Praise God because he cares about the sickness and disabilities we suffer. We may not see physical healings today in the same way as Jesus’ time on earth but, more importantly, Jesus always rewards faith in him. Thank God for spiritual life that comes through faith in Jesus, and for a future with him even though our physical bodies are fading. 

Comfort in unexpected crises

Think about the disciples, seasoned fishermen among them, who became overwhelmed with fear when a sudden storm caught them in the middle of the Sea of Galilee. Large waves crashed over the boat, water swirled around their knees as the boat lurched from side to side. Jesus stilled the waves and the boat leveled.

Give thanks to God that he is with you in the middle of your storms and he can bring calm and peace. 

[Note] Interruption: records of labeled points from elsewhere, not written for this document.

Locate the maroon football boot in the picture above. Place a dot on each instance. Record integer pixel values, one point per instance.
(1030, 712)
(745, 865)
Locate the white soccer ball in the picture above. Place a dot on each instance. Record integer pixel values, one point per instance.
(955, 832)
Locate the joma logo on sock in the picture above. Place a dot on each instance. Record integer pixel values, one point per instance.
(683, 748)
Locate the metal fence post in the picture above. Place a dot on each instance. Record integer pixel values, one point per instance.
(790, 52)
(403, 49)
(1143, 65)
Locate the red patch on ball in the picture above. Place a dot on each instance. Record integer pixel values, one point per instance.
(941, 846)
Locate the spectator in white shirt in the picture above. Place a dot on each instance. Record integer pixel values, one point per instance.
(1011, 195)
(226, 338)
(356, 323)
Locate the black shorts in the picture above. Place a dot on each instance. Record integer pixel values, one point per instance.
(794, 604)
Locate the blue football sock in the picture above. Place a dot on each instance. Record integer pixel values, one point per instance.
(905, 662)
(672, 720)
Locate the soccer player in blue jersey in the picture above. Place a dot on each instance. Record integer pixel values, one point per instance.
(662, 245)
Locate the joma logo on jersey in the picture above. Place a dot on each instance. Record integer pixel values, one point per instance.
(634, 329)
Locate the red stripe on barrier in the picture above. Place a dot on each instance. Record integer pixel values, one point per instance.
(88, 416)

God is our refuge and strength, an ever-present help in trouble.

Psalm 46:1

What prayer requests do you have today? Feel free to share them below in the comments. It’s comforting to know others are praying for you. But, before you do, take a moment to pause and share a praise too — no matter how small. Or as you pray today and ask God to meet your needs, give thanks to him too.

Background and text on image reads: in every situation let God know what you need in prayers and requests while giving thanks
  • Thank you for these practical suggestions for how to refocus our prayers into praises!

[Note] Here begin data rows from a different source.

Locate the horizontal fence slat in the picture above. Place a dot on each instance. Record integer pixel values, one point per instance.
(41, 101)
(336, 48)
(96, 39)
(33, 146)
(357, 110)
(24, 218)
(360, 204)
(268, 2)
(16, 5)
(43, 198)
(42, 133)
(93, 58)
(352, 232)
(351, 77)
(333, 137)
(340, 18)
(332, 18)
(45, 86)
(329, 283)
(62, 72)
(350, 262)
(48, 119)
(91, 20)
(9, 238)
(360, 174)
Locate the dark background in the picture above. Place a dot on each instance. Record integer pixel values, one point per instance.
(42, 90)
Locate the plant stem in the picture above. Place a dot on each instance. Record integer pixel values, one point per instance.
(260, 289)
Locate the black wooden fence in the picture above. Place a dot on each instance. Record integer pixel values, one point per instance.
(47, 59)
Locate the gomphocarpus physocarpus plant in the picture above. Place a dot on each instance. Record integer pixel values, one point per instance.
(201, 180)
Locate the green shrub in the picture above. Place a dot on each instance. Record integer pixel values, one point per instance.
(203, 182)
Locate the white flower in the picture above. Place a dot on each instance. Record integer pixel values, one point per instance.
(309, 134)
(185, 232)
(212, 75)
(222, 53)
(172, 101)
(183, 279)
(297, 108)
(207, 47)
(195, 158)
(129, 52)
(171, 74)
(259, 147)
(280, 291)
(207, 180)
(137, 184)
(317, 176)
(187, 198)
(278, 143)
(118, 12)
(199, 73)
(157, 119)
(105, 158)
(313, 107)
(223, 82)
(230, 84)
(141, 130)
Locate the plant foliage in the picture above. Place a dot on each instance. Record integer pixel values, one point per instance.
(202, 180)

  • There is power in prayer, I’ve experienced it in my own life. I remember praying a scripture verse under my breath while at work because I needed the Holy Spirit’s intervention. I’ve prayed heartfelt prayers for healing for people I don’t know but their need was so great. God is always working, even if we can’t see it.

    • So good that you’ve experienced the power of prayer in your life, Nancy, because it gives us the confidence to continue praying for all situations and other people.

  • Prayer is my absolute favorite topic. It’s Truly Sole (SOUL) Communication with my Abba-Father, Yeshua Hamashiac!
    I learned some years ago that a central goal for me is to make every breath; every heartbeat an opportunity to be in sync with beseeching my Lord. That thought keeps me conscious of His Holy presence. Dr. C.F. Stanley said just this past weekend; “Everywhere is in His presence”… that means I am as well! Thank you for this 🎗️ reminder.

    • Ava, I’m glad to hear prayer is your favorite topic – and it’s wonderful to learn how you are making it into a well practiced topic. Amen to “Everywhere is in His presence.”